Settlement reached in lawsuit over Houston-area bail system
HOUSTON — A settlement that ensures most misdemeanor defendants are quickly released and don’t languish in jail has been reached in a federal lawsuit over the bail system in the most populous county in Texas, officials announced Friday.
The bail system in Harris County, where Houston is located, had been deemed unconstitutional by US District Judge Lee Rosenthal, who said it violated equal protection rights against wealth-based discrimination for misdemeanor defendants.
Rosenthal’s ruling stemmed from a 2016 lawsuit against the county that alleged misdemeanor defendants who were too poor to post bail for release remained jailed because of their poverty.

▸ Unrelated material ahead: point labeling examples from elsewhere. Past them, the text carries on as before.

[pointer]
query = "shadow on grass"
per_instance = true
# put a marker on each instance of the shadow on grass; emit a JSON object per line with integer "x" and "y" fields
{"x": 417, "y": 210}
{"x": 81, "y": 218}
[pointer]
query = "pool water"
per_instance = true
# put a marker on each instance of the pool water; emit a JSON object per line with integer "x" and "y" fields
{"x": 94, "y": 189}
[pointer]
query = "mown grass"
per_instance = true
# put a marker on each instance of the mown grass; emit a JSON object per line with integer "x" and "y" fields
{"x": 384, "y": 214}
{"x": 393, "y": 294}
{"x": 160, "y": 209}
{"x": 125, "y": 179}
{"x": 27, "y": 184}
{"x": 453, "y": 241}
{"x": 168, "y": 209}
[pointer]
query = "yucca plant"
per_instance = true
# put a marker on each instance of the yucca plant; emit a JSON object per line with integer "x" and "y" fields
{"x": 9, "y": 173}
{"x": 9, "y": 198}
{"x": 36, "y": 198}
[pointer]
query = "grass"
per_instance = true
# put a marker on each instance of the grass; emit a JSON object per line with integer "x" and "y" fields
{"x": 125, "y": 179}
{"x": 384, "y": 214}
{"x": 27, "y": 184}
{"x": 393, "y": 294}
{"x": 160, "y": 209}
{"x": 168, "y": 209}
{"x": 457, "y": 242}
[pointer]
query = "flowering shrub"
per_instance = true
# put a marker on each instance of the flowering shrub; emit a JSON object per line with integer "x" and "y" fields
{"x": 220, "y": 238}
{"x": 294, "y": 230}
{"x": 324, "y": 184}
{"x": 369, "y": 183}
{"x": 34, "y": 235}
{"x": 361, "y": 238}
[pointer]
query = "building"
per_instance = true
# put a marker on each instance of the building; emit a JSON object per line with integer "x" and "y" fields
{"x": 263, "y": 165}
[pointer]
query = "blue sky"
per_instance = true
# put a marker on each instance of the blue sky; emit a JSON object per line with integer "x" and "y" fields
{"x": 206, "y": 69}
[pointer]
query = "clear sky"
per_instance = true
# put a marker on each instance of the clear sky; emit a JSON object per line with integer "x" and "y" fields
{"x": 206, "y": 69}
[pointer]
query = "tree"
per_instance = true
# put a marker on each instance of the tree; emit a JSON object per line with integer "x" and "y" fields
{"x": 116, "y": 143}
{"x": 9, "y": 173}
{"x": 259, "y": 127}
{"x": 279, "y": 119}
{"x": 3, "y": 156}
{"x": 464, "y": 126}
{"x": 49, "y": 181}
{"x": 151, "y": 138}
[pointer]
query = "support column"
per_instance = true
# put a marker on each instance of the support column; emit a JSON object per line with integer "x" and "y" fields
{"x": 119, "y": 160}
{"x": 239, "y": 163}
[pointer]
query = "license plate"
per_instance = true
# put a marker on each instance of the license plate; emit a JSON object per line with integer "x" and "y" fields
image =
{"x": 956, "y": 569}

The lawsuit was filed on behalf of several misdemeanor defendants, including a woman who was jailed for two days for driving without a valid license because she couldn’t afford her $2,500 bail.
The settlement’s consent decree is “historic and it’s a huge step forward for the county and the country,’’ said Harris County Judge Lina Hidalgo, the county’s top administrator. The county had initially fought the lawsuit, but after Hidalgo took office in January, officials worked to settle the case.
‘‘We essentially are going from an unconstitutional two-tiered system of justice to one that is fair and makes people safer, and in the process we’re hopefully setting an example for what communities all across the country can do,’’ Hidalgo said.
The lawsuit is part of a broader push in the United States to reform a bail system that civil rights groups say unfairly keeps poor defendants, particularly minorities, locked up and forces many to plead guilty to get released.
‘‘This is a watershed moment in the bail reform movement,’’ said Elizabeth Rossi, an attorney with Civil Rights Corps, a Washington, D.C.-based nonprofit that is among the groups that sued the county.
Similar lawsuits have been filed in other states.
The settlement and its consent decree still have to be approved by county commissioners, who are set to vote on it Tuesday. Rosenthal will also have to approve it.
The agreement will solidify changes Harris County had already put in place after Rosenthal’s ruling. Those changes stated most misdemeanor defendants would be released within 48 hours on personal recognizance bonds.